Little Bee by Chris Cleave took me forever to read simply because life got in the way. I had to start it over three times; with the third time being the final charm (pun intended).
Little Bee was about a young Nigerian refugee woman (Little Bee) who was released from her detention center and travels miles away to the only people she knows; the O’Rourke family who saved her life but also tried their hardest to forget the tragic incident of how they met. So I don’t spoil too much, this book I would say has a theme of ‘wanting to be free.’ Every character, small or large is suffering, or going through some type of journey that they only hope keeps them safe and sound on the other side. This book is about second chances. This book is about starting over the best way you know how but being scared (you know what-less) because you don’t know what the outcome will turn out to be.

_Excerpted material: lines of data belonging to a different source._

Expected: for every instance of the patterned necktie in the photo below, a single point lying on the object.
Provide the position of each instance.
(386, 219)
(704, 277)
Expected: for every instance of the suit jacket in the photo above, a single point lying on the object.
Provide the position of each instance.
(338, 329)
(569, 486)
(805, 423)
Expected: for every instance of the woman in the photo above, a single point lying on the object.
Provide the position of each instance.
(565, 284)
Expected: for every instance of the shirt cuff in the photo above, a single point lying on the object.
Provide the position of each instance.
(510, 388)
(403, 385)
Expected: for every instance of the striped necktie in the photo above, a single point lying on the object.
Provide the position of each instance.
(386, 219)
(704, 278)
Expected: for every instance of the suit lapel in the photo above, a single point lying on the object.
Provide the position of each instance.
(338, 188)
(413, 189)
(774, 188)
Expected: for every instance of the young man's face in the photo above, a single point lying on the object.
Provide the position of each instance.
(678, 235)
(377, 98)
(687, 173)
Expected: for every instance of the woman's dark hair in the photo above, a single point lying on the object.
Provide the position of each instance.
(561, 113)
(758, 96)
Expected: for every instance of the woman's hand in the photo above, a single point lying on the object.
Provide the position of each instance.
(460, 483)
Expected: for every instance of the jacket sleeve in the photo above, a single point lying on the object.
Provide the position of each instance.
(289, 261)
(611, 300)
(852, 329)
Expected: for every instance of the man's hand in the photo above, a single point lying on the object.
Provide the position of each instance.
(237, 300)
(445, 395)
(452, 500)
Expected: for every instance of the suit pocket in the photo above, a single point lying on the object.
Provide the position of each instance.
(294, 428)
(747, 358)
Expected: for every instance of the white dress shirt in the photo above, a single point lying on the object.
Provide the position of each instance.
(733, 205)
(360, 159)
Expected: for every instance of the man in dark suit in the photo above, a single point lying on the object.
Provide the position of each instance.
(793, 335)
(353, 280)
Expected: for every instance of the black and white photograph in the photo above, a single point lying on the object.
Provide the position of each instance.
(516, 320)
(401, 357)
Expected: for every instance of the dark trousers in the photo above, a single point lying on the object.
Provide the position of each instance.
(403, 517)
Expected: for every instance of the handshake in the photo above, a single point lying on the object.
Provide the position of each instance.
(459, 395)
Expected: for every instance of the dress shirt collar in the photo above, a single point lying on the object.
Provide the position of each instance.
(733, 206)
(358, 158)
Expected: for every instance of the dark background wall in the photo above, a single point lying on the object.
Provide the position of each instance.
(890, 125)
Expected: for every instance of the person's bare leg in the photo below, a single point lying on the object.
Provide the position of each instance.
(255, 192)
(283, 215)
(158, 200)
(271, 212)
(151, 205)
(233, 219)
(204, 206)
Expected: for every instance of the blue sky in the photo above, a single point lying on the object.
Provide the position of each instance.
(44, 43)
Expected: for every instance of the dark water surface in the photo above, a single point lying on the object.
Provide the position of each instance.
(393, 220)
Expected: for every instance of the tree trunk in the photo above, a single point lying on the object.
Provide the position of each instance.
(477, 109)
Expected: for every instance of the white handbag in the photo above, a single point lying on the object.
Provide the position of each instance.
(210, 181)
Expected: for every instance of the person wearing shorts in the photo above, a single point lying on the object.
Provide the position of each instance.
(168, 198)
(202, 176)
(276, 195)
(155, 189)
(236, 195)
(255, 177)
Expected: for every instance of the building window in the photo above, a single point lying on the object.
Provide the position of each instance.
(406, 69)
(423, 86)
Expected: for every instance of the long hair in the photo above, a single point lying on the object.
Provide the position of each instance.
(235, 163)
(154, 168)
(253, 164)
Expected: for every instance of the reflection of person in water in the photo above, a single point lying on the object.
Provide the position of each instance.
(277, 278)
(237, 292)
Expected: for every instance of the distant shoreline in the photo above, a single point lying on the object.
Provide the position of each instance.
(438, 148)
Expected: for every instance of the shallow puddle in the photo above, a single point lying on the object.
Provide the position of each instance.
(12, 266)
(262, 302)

What I loved about this book was each chapter alternated between Little Bee and Sarah’s (the wife in the story) perspective. Little Bee’s perspective was about survival, never forgetting where she came from, and trying her hardest to re-create herself in a world she really had no business being part of. Little Bee studied how people in England carried themselves because she thought that would be the key to saving her life. She felt like changing her vernacular and knowing facts about a world she would’ve never been placed in if it wasn’t that day on the beach with Sarah was her out. Her way of being free and starting over.
For Sarah, she too was about surviving but in the sense of, she had to focus on the present and not go back to who she was. A woman who was lost and just seemed to go through the motions. Essentially, she was changing for the better but still held on to who she used to be. Sarah was a people pleaser, but failed to focus on how to properly love, balance, and care for her family. It was like she was in denial about things and she knew it but she didn’t take the steps to figure out how to get out of those moments. So she went about her daily routine, struggling because she never spoke up until it was too late; but redeeming herself when Little Bee came back into her life was her way of being free. Helping someone else was they key for her life to be better.
Little Bee and Sarah are one in the same, and it’s crazy because their lives were totally different prior to when they were put together and it changed everything. Their willingness to help one another in a time of turmoil, both physically, and globally shaped who they became as women. They depended on each other and I think subconsciously knew that with all the secrets they kept they needed each other because one couldn’t survive without the other.
Chris Cleave also has another book, entitled Incendiary. I enjoyed his style of writing in Little Bee and hopefully you will too. Although it was a slow read in the beginning the relationships the characters developed with each other continuously peaked my interest. Each chapter there was something I wasn’t expecting. A story of two women trying to survive in a world they felt like they didn’t belong too.